Thursday, March 6, 2014


Tomorrow we begin an ongoing series about the Baseball Reliquary's remarkable symbiosis with Japanese-American artist Ben Sakoguchi (Tuesday, March 4th marked the opening of their "Purpose Pitch" exhibition, which features 54 of Sakoguchi's colorfully provocative works), but today we pause to  say farewell to a man who had as much impact on baseball as Babe Ruth.

Tommy John and Dr. Frank Jobe, at the edges of baseball innovation.
Who is that man? It's Dr. Frank Jobe, who invented ulnar collateral ligament surgery in 1974 (the fortieth anniversary of this landmark in baseball history will occur on September 25th), which, as even casual fans know, is referred to as "Tommy John surgery" in honor of the first pitcher to undergo the procedure.

As has been widely reported, Dr. Jobe gave John just a 1% chance of playing baseball again  after the surgery; John's startling success paved the way for the procedure to become ubiquitous over the next four decades.
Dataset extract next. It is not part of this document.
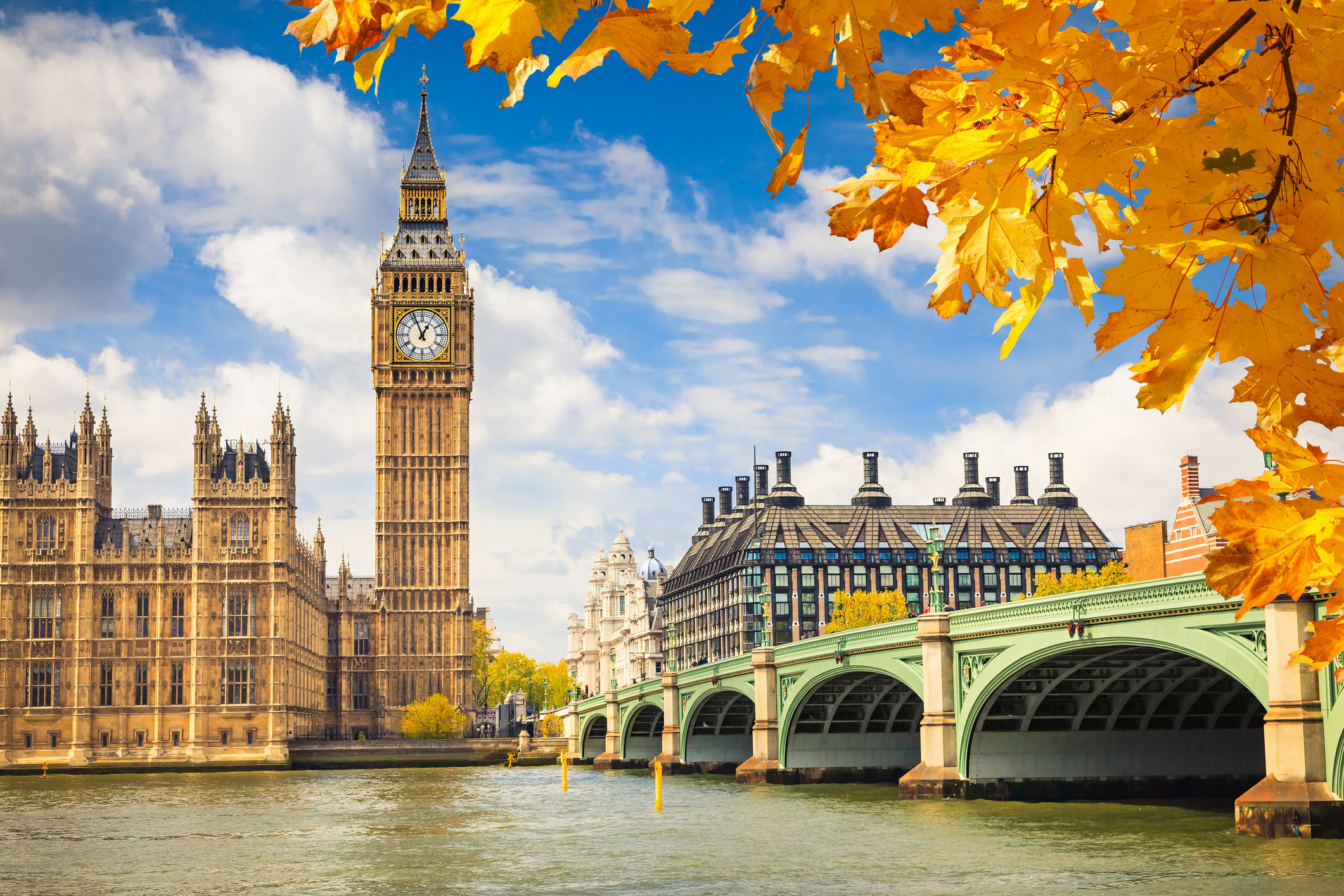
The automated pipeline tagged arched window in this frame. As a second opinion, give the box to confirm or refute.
[229,513,252,548]
[37,516,56,551]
Placed on the Reliquary's Shrine of the Eternals Ballot in 2003, Dr. Jobe would be inducted in 2012--giving a gracious, doctorly acceptance speech to a warm, appreciative audience in Pasadena after having been introduced by John, the man who'd made him a household word.

Dr. Jobe, who passed away earlier today at age 88, wanted to prevent the injuries that his surgical procedure proved so adept at fixing. He felt that most pitchers who reached the major leagues were pitching with at least an incipient injury, usually due to poor mechanics and overuse while pitching as teenagers. While these ideas have yet to fully take hold in the secondary schools and American Legion leagues across America, Jobe's efforts and insights have inspired ongoing programs and research, providing hope that, over time, a series of preventive measures can take hold to reduce the rate of injury.

While Ben Sakoguchi has been reluctant to take commissions, we wonder if he might consider making an exception for Dr. Jobe, who remains a man for all seasons.